As mentioned on WWTFT, a book titled South of Appomattox included Lamar as one of ten great Confederate leaders whose post-Civil-War stories were featured. Similar to WWTFT, I found the following passage on Lamar, the man who authored Mississippi’s Ordinance of Secession, to be more than relevant:
To the grave he bore in his right hand a copy of the United States Constitution he had carried with him for many years. … Certainly Lamar’s veneration for it was something more than a lawyer’s quest for ultimate law or politician’s last resort for winning arguments. … Lamar had lived with this Constitution for years, carrying it as it were, next to his heart, as soldiers do Testaments to ward of bullets. When the Union was sundered in ’61, he would have no new constitution, only the old one kept inviolate like a cherished relic. When the Union was restored in ’65, he could see no other course but a rigid adherence to the ancient gospel which had reconciled a disunited Republic in 1787 and must become the only workable basis for the reconciliation of a divided Union scarcely a century later.
Well ain’t that a kick in the pants? Here was a man who literally authored dissolution of the Union under the Constitution, who exclaimed, “Thank God, we have a country at last: to live for, to pray for, and if need be, to die for,” and who, upon doing so, fought in battle in defense of those things, but yet during the war when the South considered itself no longer bound by the compact known as the Constitution, he revered that very same Constitution as “ancient gospel” (not Lamar’s words, but still). Why? Well, it goes back to Lincoln’s words in New York City: “There is nothing that can ever bring me willingly to consent to the destruction of this Union … unless it were to be that thing for which the Union itself was made.” Clearly, Lamar believed that that thing for which the Union itself was made was the Constitution and he believed in it. When he became convinced that the Union was no longer going to adhere to that thing for which it was made, he met the requisite, set by Lincoln’s own words, that brought him to willingly consent to the destruction thereof.
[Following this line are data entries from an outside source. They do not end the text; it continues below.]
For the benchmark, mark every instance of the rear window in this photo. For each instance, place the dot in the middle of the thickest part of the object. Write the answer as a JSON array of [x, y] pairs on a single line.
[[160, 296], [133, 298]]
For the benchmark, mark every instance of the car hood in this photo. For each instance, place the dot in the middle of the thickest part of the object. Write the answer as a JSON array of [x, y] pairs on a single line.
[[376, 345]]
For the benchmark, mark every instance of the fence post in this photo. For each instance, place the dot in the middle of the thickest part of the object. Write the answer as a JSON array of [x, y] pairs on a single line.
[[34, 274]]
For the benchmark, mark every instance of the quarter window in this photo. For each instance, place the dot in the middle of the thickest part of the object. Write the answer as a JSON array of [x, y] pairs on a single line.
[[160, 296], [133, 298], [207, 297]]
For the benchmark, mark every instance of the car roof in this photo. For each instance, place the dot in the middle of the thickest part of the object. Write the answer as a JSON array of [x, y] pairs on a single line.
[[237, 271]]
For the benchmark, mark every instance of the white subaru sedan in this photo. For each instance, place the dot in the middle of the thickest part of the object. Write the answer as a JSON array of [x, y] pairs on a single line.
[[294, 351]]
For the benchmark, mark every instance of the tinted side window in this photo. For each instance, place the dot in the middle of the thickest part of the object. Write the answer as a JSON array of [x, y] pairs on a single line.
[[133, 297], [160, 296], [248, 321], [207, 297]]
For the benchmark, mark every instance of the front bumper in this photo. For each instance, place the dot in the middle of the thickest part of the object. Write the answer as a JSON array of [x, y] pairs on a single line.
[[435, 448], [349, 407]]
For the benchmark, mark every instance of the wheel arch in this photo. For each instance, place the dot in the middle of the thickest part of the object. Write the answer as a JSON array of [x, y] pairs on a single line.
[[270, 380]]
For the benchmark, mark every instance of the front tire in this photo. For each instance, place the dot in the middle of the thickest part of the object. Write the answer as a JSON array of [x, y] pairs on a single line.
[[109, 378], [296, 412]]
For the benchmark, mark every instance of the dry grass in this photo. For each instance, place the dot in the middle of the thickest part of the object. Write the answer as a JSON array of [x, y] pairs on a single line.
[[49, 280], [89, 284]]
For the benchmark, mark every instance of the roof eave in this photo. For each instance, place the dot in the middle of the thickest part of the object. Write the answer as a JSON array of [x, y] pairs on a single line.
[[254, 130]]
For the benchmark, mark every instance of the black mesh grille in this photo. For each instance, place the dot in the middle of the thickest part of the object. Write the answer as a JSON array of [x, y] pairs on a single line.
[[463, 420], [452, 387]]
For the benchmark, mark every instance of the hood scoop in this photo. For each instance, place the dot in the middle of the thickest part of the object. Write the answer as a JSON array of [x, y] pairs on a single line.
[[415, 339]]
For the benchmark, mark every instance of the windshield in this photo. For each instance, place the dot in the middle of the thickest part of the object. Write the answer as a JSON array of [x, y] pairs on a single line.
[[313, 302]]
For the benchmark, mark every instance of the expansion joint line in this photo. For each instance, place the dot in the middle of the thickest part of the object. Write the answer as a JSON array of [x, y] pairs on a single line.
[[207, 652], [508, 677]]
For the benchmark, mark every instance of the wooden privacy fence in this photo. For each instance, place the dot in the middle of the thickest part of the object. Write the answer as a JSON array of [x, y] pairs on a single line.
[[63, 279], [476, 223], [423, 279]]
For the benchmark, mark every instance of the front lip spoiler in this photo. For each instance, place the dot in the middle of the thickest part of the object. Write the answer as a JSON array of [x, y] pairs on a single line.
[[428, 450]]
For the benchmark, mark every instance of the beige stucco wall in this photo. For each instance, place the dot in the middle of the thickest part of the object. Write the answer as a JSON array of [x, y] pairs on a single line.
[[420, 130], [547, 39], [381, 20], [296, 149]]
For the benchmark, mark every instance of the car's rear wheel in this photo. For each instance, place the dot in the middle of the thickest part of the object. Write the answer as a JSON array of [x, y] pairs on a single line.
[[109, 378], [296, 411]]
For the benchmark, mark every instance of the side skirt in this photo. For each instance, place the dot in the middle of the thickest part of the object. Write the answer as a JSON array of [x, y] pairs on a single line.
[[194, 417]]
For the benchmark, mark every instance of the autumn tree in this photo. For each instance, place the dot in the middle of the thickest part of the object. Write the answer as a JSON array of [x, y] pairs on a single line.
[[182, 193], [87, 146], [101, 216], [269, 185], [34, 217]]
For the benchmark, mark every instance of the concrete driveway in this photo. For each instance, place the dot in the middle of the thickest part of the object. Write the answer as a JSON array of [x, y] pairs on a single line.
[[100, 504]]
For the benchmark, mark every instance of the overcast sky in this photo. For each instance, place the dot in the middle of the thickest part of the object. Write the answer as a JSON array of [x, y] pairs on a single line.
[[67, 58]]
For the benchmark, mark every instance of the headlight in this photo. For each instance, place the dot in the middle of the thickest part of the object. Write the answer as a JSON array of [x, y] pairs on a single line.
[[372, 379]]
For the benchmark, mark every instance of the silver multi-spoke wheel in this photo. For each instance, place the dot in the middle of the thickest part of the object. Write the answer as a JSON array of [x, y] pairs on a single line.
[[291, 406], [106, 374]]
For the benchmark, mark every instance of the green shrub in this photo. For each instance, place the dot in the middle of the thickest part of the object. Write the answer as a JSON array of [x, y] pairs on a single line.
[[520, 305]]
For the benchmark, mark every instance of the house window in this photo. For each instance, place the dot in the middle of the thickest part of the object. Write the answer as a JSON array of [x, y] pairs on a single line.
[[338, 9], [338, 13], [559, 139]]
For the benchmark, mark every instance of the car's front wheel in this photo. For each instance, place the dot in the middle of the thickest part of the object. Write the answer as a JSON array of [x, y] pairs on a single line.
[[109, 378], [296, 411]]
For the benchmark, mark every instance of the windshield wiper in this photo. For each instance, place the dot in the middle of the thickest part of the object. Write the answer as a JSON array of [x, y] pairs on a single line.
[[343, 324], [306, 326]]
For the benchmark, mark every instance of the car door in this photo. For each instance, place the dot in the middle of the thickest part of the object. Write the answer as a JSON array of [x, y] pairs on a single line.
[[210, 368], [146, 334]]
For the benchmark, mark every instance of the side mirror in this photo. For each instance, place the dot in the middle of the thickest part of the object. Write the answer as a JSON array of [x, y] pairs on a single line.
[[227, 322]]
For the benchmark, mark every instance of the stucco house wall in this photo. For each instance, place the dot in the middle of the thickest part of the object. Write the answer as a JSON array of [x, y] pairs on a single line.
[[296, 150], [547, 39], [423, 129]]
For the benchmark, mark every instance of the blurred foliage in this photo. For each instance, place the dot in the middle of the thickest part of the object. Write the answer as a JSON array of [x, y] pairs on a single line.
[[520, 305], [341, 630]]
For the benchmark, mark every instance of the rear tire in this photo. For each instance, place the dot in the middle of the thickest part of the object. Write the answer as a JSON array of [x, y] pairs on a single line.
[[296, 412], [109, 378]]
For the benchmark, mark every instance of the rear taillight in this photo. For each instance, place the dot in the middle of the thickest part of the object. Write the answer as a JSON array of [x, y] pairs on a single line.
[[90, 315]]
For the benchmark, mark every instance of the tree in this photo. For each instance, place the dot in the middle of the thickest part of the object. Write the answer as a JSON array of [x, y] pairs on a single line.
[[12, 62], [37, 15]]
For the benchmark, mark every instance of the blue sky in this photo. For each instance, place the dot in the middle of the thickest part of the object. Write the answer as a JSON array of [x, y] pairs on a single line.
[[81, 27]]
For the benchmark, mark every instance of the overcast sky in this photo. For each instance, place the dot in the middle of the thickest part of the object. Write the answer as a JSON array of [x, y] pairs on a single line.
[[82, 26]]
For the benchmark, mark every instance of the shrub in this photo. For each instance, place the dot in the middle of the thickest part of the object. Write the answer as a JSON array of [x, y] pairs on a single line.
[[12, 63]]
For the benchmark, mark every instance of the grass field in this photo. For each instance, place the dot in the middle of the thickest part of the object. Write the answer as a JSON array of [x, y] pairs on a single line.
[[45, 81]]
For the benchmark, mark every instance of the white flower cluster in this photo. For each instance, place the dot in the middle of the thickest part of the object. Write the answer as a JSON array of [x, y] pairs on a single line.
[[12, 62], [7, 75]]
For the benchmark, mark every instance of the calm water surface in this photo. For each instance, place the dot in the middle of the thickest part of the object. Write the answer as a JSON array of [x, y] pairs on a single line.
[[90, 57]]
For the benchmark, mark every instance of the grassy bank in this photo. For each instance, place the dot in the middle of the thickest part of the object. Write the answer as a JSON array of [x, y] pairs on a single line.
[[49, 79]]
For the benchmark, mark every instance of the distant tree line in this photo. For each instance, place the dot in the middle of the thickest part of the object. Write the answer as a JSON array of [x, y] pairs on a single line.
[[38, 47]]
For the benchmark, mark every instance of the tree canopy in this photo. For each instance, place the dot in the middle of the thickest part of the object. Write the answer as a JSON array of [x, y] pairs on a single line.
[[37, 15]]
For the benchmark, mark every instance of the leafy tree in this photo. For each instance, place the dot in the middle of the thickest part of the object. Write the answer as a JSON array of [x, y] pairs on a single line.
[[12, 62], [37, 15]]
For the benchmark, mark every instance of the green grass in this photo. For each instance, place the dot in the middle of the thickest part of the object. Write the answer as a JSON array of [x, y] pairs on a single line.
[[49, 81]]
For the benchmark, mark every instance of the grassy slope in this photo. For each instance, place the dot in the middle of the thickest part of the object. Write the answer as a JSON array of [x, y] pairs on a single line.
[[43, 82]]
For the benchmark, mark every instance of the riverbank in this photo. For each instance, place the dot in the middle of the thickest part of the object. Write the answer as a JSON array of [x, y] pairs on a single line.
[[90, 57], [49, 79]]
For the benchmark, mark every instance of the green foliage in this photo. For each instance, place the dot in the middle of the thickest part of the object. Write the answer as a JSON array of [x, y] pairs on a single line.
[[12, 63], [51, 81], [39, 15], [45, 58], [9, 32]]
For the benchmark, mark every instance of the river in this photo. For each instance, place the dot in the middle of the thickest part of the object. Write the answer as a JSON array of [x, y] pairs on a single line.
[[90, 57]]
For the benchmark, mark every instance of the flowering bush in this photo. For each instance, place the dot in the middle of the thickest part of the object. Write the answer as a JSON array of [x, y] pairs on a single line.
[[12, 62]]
And when the Confederate effort failed, and there was no question as to the status of the “ship”, he did not change his views but remained true to what he believed to be the Constitution, the same one that he knew Lincoln had believed in, new Amendments and all.
Thus is the story of how two men and two sides could view the same ship with the same cargo in two very different ways, how they understood opposing viewpoints (Lincoln much more overtly so than Lamar), and how they still stood their ground without letting the validity of their differences blur things to the point of no meaning.